Aside from the ocean beaches which are obvious and easy to find, you can venture out to places where you would normally engage in outdoor activities like hiking, frisbee golf, kayaking, backpacking, and camping, and actively look for rocky areas to scour for rocks.
Just figure out where people in your vicinity go to do outdoor stuff, and then check it out.
Or take a look at the map and look for anything that looks like public green space, and again, check it out. Explore.
Half the fun of rockhounding is just getting outside and tromping around.
But let’s say that after your research, you’ve got a specific kind of rock that you want to find and bring home with you.
In general, you’ll be able to quickly identify well-known rockhounding spots for that particular kind of specimen by doing a quick search for your location and that specimen.
As you do your research, you’ll also be making sure that the places you choose to go are places where it is legal to be present on, to hunt for specimens, and also to take items back with you (and how much).
There are some places you can’t collect rocks (National Parks like Zion, as an example). Make sure you are sure it’s legal before you take anything home with you.
Question #3: What do I need to do my hunt once I am at the location?
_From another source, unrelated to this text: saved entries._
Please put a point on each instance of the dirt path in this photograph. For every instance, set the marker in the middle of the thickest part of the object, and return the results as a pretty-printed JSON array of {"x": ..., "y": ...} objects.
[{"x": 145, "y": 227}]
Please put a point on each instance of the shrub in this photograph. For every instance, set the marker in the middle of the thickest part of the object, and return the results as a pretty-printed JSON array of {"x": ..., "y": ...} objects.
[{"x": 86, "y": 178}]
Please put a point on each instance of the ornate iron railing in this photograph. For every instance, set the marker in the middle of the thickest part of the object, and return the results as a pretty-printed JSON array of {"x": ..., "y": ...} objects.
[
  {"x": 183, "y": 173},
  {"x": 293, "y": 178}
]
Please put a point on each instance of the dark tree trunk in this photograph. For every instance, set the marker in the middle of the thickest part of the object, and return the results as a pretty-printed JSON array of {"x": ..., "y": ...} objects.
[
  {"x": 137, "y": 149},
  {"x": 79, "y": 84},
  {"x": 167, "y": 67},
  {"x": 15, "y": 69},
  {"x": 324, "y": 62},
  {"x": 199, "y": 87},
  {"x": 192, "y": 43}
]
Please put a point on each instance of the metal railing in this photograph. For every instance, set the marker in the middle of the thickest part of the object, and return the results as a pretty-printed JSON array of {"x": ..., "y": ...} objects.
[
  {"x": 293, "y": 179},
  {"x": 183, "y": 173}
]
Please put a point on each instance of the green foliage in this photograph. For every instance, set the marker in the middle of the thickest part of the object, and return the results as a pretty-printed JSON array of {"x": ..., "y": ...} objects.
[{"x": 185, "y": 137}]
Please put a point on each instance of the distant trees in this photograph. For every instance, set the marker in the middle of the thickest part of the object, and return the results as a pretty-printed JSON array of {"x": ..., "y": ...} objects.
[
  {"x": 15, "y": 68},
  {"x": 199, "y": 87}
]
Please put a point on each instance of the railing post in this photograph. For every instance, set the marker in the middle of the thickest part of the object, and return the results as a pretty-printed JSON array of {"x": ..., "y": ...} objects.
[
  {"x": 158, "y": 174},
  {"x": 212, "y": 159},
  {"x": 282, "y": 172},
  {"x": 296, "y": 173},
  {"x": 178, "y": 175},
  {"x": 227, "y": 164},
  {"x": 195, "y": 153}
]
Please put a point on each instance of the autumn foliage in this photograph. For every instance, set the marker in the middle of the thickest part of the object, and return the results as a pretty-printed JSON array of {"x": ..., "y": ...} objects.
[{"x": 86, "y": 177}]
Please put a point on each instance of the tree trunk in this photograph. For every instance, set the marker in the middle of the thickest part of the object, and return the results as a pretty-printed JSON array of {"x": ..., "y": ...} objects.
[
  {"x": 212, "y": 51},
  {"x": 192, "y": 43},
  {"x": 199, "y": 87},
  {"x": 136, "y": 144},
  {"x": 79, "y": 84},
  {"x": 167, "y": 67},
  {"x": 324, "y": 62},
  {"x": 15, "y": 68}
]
Answering Questions 1 and 2 Will Help Answer 3.
Once you know what you are hunting and where you are going to be hunting it, you’ll be able to figure out what you’ll need to take with you.
For example, if you are planning on going to the beach to look for agates, jasper, shells, fossils, and petrified wood, then the likely items you will want to take with you are:
- A bucket or bag for your rocks
- Weather appropriate clothing
If you are planning on heading out to the local river and hiking along the shores (and in the water), then the likely items you might want to bring are:
- A small to medium daypack
- Water sandals or knee high boots
- Trekking poles or a walking stick (for balance in swift water)
- Sunglasses (to reduce glare and so you can see the rocks through the water)
- Weather appropriate clothing
If you are planning a more forest/mountain hike and planning on hunting established rock beds for thundereggs, quartz, and petrified wood, the likely items you might want to bring are:
- Medium to large sized backpack
- Thick gloves
- Goggles to shield your eyes
- Knee Pads
- Geologist Pick, a hammer, chisels
- Close toed shoes
- Water (for drinking and also for cleaning off rocks to get a better look at them)
- Weather appropriate clothing
If you need links to any of the above mentioned tools, we’ve assembled a master list with quick links to Amazon so you can see what tool we are talking about and check out the specs in our articles, Rockhounding Tools for Beginners: A Getting Started Guide and The Ultimate Rockhounding Gift Buying Guide.
This certainly isn’t EVERYTHING you could or would bring with you.
After all, the packing list is going to depend heavily upon whether the mineral you want to bring home with you can be collected from the surface, or if you need to dig it from the ground, or if you need to carve it out of a stone wall.
Make Common Sense Preparation A Priority As You Figure Out How To Go Rockhounding
In general, I also recommend that if you are headed to go rockhounding well out into the woods or far from an urban area that you do the following:
- Take a map (not on your phone or electronic device)
- Tell someone where you are going and then GO THERE and not somewhere else
- Tell someone when you plan to be home
- Take off with a full tank of gas
- Take extra food and water
Everyone (from beginner to expert) makes mistakes, gets lost, or has a run of bad luck.
But taking a little extra time to do some common sense preparation can make the difference between a fond memory and a devastating disaster.